From bf13638d56a747f3c7e36fe766cbbb0a0bf8f6a7 Mon Sep 17 00:00:00 2001
From: Progeny Alpha <ProgenyAlpha@users.noreply.github.com>
Date: Fri, 13 Mar 2026 17:00:15 -0400
Subject: [PATCH] vulkan: enable coopmat chunked GDN output path
MIME-Version: 1.0
Content-Type: text/plain; charset=UTF-8
Content-Transfer-Encoding: 8bit

Lower GDN_CHUNK_THRESHOLD from UINT32_MAX to 2 and prefer the coopmat
output pipeline (cm1) when available, falling back to the scalar variant.

PP-512: ~206 → ~210 t/s on Radeon 890M (RDNA3.5).
---
 ggml/src/ggml-vulkan/ggml-vulkan.cpp | 6 ++++--
 1 file changed, 4 insertions(+), 2 deletions(-)

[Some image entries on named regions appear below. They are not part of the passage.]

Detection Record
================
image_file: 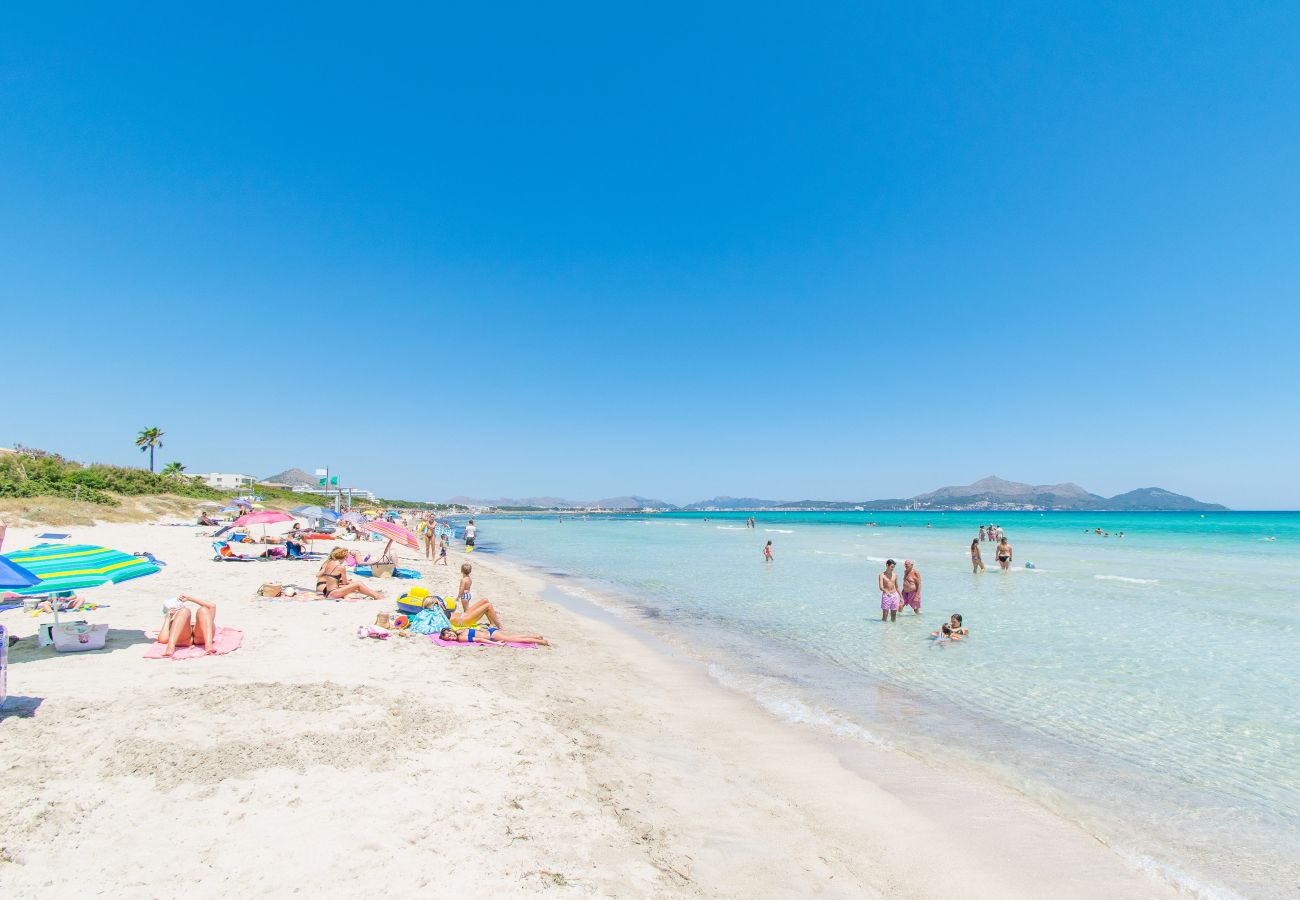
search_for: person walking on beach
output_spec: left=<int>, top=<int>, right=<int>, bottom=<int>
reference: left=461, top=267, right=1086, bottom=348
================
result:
left=424, top=516, right=438, bottom=559
left=876, top=559, right=902, bottom=622
left=900, top=559, right=920, bottom=615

diff --git a/ggml/src/ggml-vulkan/ggml-vulkan.cpp b/ggml/src/ggml-vulkan/ggml-vulkan.cpp
index 383840db7f..d1c470b1c1 100644
--- a/ggml/src/ggml-vulkan/ggml-vulkan.cpp
+++ b/ggml/src/ggml-vulkan/ggml-vulkan.cpp
@@ -10406,7 +10406,7 @@ static void ggml_vk_rwkv_wkv7(ggml_backend_vk_context * ctx, vk_context& subctx,
 }
 
 static constexpr uint32_t GDN_CHUNK_SIZE = 64;
-static constexpr uint32_t GDN_CHUNK_THRESHOLD = UINT32_MAX;  // Disabled
+static constexpr uint32_t GDN_CHUNK_THRESHOLD = 2;
 
 static void ggml_vk_gated_delta_net(ggml_backend_vk_context * ctx, vk_context& subctx, ggml_tensor * dst) {
     const ggml_tensor * src_q     = dst->src[0];
@@ -10472,7 +10472,9 @@ static void ggml_vk_gated_delta_net(ggml_backend_vk_context * ctx, vk_context& s
 
     vk_pipeline pl_intra  = ctx->device->pipeline_gated_delta_net_chunk_intra;
     vk_pipeline pl_inter  = ctx->device->pipeline_gated_delta_net_chunk_inter;
-    vk_pipeline pl_output = ctx->device->pipeline_gated_delta_net_chunk_output;
+    vk_pipeline pl_output = ctx->device->pipeline_gated_delta_net_chunk_output_cm
+                          ? ctx->device->pipeline_gated_delta_net_chunk_output_cm
+                          : ctx->device->pipeline_gated_delta_net_chunk_output;
 
     ggml_pipeline_request_descriptor_sets(ctx, pl_intra, 1);
     ggml_pipeline_request_descriptor_sets(ctx, pl_inter, 1);